HONG KONG – "Small" beats "big" in terms of courage among the operators of Hong Kong’s Chinese bookshops. Too many book merchants deprive their customers of desirable choices by refusing to carry books on topics deemed “sensitive” by the Chinese mainland government.
Ida Chan, a Hong Kong TV executive, has noticed this grim reality. Recently, she wrote and published June 4th: 20, a 270-page book (2009, Chinese language, HK$60) about what has happened to the former Beijing student leaders who 20 years ago led popular street protests.
On June 4, 1989, the Chinese military crushed the protests, killing or injuring thousands of people. Ever since, the national propaganda machine has tried to downplay the protests and everything about the Beijing Massacre.

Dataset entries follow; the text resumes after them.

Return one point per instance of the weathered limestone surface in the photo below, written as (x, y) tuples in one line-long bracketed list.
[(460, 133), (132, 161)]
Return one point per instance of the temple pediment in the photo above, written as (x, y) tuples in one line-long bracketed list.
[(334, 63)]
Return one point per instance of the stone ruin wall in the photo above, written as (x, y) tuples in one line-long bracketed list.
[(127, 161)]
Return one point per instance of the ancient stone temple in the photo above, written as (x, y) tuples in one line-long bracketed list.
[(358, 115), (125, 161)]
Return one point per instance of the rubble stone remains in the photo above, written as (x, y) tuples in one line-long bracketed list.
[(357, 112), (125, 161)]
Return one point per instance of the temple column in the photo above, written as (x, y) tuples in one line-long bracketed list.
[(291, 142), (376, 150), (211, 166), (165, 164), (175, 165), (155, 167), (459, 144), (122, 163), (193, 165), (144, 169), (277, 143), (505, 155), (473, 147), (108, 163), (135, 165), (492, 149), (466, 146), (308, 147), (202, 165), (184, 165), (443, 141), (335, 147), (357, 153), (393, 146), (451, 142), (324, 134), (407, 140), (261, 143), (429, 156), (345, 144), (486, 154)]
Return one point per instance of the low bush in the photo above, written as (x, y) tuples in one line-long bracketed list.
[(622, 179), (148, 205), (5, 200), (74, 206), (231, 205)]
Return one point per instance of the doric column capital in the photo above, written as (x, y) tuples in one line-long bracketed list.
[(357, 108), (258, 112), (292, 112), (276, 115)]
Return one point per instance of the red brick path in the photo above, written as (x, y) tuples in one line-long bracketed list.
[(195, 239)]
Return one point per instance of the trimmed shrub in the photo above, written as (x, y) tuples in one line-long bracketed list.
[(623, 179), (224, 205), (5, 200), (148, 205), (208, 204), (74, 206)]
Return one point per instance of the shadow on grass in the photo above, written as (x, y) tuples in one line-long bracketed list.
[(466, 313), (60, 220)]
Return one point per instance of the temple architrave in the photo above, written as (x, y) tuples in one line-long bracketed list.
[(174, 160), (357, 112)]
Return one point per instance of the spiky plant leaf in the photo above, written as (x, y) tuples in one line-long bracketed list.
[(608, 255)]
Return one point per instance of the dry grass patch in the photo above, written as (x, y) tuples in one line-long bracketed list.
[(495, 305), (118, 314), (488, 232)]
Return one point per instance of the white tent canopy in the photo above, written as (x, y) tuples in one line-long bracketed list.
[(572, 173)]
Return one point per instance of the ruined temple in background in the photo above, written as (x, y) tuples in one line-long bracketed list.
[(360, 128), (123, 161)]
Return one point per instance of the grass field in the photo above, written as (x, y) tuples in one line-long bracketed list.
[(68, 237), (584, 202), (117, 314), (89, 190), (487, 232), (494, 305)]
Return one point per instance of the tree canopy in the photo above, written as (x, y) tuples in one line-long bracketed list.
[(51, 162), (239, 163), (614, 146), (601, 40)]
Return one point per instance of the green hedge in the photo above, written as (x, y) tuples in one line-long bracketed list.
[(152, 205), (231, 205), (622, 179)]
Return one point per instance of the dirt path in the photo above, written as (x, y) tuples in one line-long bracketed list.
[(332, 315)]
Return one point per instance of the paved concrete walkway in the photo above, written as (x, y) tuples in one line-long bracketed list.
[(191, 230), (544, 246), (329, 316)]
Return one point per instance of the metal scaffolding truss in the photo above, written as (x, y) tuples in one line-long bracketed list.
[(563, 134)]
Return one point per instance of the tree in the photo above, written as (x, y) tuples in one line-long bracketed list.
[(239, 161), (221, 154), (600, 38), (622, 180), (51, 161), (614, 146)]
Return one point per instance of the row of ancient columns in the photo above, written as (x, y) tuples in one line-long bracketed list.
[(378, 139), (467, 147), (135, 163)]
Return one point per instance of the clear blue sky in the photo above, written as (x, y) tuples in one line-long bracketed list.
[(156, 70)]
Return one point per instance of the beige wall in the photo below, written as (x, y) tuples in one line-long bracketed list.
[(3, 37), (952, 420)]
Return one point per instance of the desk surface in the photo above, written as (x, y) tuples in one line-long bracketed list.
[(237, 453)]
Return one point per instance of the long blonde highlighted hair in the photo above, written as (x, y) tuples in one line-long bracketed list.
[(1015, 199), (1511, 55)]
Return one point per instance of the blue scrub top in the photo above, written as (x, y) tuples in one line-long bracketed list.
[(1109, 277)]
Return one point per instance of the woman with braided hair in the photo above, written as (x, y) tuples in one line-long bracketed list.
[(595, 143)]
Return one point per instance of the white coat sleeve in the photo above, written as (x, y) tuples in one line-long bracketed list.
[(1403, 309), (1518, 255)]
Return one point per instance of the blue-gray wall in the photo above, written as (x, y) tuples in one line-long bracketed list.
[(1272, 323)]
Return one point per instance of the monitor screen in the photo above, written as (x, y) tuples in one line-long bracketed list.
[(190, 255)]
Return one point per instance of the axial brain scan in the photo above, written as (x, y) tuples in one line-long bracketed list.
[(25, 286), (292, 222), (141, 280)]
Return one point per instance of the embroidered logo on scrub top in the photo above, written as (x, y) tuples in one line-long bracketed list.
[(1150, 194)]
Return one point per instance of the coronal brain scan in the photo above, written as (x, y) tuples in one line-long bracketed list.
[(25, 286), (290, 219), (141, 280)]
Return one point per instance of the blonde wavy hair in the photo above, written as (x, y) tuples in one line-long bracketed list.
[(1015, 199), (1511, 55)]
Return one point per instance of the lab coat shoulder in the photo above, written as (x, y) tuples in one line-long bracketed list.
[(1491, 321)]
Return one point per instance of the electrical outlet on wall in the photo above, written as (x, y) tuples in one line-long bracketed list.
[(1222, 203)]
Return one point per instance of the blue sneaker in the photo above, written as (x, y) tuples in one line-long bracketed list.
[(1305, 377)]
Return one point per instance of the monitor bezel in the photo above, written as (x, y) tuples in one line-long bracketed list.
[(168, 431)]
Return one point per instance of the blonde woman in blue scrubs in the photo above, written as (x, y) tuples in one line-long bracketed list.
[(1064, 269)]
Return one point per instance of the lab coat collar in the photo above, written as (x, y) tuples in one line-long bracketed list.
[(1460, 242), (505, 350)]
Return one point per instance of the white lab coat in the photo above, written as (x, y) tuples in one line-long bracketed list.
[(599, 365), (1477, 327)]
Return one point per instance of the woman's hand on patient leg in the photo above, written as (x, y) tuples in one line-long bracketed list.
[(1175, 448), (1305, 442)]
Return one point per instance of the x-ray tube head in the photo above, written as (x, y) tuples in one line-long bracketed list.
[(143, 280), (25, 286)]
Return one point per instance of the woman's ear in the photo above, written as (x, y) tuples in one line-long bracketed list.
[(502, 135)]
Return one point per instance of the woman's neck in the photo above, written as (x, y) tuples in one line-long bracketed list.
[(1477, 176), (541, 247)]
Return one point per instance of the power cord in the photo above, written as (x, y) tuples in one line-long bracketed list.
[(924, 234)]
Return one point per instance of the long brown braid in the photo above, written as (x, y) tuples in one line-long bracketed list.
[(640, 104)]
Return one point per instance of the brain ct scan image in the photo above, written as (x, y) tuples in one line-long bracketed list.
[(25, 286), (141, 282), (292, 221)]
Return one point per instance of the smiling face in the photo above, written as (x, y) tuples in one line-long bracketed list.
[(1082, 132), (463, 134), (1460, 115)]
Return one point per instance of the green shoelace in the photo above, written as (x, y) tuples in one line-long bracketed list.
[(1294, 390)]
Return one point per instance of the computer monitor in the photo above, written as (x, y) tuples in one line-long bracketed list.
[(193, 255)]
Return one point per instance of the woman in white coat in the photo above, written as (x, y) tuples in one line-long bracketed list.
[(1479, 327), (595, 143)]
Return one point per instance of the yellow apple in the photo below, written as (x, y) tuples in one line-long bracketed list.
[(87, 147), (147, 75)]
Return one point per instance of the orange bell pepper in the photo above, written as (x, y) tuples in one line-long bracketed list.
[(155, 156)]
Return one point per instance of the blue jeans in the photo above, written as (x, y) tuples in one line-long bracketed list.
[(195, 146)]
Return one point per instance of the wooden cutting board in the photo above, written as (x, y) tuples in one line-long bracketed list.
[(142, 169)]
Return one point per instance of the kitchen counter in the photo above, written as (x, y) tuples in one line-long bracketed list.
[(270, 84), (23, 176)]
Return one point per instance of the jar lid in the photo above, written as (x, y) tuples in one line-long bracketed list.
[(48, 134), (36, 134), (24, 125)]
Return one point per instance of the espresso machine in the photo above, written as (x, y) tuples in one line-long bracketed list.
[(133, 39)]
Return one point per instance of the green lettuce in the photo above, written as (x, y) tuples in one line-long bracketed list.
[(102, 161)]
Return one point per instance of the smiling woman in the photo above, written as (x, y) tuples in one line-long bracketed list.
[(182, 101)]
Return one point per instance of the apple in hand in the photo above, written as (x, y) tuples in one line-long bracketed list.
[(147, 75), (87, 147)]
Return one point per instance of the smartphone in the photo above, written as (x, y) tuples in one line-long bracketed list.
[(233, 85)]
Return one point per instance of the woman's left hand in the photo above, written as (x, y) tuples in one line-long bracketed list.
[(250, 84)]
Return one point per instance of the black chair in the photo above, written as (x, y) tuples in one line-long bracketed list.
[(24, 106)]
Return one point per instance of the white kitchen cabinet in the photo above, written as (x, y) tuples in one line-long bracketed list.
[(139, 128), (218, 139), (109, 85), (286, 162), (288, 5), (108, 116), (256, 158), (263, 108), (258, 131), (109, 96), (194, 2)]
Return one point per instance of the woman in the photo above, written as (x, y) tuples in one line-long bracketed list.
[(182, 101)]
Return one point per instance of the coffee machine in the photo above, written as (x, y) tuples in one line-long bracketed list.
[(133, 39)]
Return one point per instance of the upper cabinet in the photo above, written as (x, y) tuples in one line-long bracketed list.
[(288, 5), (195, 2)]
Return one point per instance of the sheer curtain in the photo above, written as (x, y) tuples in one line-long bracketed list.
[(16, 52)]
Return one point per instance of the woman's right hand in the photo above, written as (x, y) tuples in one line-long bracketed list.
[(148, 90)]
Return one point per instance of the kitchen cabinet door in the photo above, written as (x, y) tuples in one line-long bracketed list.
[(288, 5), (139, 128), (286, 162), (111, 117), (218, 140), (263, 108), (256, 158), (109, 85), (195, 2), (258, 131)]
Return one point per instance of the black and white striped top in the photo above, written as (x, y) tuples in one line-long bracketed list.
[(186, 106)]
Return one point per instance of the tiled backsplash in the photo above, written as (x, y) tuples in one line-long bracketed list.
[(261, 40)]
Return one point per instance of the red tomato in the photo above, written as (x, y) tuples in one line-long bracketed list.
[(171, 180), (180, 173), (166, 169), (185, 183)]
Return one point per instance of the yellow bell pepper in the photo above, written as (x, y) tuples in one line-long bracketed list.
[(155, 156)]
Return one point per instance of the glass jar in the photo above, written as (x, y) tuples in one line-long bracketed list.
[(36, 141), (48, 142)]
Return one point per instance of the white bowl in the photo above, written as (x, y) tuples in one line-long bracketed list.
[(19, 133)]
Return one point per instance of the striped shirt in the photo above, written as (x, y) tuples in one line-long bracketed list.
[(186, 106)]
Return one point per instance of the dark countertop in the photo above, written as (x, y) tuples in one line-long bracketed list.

Ida’s book sells mainly at small Hong Kong bookstores. Larger book-sellers, those with mainland investment or business interests, don’t carry it because of the “politically sensitive” content. Despite Hong Kong’s alleged media freedoms, they fear angering the Beijing authorities.
“My book appears mostly in the second-floor bookstores, those run by individuals and located above street-level where the rents are lower,” Ida said. “Real book-lovers go upstairs to those small shops.”
When the larger book vendors with impressive street-side premises decide on stock, they focus on two factors. “One is commercial value – will a book be money-making?” Ida said. “The other is politics. They judge the political background.”
Bookshop bosses who timidly censor their stock for political reasons badly diminish Hong Kong’s freedoms. People on the streets won’t easily forgive them.
For readers, writers and bookshops, anyone too fearful to exercise their basic freedoms quickly loses them.